The Conference Board's index, based on a monthly survey of some 5,000 U.S. households, is closely watched because consumer confidence heavily influences consumer spending, which accounts for about two-thirds of the nation's economic activity. The index compares results to its base year, 1985, when it stood at 100.

The November figure was the lowest since January 1994, when the index reached 82.6. The surge was the biggest jump since February 1998, when the index rose 9.1 points from the previous month to 137.4.

That far higher figure for consumer confidence lends some perspective to the current state of the economy.

"We're not out of the woods yet," Sohn said. "Historically the level is still low."

Furthermore, many companies have yet to release their fourth-quarter earnings, which are widely expected to be weak.

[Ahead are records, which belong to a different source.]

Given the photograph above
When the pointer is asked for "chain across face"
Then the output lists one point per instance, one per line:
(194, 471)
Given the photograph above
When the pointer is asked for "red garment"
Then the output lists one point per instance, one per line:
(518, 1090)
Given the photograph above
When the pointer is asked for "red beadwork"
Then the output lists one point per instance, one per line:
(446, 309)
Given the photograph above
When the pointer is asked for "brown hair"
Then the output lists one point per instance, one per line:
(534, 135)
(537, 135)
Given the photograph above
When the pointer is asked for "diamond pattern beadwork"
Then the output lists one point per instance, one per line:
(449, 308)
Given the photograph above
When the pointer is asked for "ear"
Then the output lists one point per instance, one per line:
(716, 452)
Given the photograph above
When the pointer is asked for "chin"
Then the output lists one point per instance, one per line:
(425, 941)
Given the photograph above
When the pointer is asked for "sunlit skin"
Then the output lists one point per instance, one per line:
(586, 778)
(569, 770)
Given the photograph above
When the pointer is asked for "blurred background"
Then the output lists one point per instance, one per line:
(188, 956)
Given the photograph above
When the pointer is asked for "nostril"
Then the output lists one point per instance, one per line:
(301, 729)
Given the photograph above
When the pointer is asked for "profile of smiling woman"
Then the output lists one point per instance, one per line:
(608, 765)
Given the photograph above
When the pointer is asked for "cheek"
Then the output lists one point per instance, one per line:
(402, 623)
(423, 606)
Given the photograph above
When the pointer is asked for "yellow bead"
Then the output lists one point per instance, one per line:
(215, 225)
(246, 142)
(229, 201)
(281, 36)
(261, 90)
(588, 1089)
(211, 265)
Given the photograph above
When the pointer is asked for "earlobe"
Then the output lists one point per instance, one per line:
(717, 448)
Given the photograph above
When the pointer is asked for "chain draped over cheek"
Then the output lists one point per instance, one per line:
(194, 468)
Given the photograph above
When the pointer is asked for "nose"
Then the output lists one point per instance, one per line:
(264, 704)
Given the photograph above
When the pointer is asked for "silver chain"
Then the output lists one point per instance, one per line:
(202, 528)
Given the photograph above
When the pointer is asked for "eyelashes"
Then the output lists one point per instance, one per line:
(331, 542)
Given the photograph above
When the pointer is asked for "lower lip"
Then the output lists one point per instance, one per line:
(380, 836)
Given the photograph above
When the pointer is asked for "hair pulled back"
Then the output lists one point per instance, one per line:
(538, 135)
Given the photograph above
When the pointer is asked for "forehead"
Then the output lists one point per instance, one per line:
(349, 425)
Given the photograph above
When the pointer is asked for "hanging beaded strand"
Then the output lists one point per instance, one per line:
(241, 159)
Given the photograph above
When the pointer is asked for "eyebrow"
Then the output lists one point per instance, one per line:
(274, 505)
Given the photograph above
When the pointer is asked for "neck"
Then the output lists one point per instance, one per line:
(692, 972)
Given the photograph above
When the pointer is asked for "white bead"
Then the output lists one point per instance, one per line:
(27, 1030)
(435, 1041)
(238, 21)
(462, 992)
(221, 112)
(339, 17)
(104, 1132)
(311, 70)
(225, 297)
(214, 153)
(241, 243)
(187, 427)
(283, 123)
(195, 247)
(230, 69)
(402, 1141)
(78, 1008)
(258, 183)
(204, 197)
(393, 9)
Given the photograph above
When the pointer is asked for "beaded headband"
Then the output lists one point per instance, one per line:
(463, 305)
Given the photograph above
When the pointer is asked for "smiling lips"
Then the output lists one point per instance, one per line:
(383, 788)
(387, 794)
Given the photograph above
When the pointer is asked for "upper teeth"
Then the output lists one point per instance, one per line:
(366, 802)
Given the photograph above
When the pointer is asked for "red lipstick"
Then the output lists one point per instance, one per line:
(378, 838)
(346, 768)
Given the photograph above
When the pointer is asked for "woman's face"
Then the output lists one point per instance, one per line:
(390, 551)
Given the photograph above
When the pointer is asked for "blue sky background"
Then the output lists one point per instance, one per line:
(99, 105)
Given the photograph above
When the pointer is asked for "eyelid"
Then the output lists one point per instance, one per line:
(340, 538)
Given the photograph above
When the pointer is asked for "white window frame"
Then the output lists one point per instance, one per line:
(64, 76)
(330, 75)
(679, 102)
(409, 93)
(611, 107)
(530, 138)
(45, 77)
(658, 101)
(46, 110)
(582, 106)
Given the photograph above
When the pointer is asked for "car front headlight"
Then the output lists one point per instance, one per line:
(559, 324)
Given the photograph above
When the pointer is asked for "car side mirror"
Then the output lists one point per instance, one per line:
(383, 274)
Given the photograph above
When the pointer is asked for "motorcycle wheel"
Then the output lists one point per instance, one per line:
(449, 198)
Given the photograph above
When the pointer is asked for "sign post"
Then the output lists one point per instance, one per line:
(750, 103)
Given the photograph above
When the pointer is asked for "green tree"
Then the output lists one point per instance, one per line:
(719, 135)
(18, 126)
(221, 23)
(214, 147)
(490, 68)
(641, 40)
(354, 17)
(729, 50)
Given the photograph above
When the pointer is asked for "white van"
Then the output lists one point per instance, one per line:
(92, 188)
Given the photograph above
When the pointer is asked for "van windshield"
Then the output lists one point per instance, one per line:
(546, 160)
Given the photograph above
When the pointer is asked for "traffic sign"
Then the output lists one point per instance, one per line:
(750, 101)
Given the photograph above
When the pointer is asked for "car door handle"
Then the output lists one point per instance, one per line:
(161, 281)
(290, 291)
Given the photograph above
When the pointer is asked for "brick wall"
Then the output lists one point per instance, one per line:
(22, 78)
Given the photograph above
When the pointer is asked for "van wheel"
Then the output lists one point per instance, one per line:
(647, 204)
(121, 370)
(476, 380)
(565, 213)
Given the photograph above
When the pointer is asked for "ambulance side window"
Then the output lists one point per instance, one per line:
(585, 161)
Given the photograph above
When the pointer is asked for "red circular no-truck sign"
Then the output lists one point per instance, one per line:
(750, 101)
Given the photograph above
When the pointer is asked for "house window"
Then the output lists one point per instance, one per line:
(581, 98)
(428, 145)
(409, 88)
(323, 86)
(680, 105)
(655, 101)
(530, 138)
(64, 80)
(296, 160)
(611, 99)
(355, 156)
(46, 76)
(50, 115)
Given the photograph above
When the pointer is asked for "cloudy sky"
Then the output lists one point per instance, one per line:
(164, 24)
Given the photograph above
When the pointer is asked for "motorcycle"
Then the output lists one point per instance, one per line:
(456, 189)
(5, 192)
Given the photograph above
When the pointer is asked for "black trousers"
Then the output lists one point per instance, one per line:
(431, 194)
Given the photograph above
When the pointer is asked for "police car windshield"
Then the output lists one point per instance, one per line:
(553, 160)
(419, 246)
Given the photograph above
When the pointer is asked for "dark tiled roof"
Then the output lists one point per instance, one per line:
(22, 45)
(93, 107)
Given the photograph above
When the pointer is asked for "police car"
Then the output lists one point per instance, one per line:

"There's a good chance we've seen the lion's share of economic problems, but we haven't turned the corner," said Gary Thayer, chief economist at A.G. Edwards & Sons Inc. in St. Louis.

Another report by the Labor Department said new claims for unemployment insurance rose last week by a seasonally adjusted 7,000 to 392,000.

"The slew of data all paint a complimentary picture of at least some rebounding," said Stuart Hoffman, chief economist for PNC Financial Services Group. "The data don't say the recession ended in November and December, but there are some precursors for an end to the recession in the winter."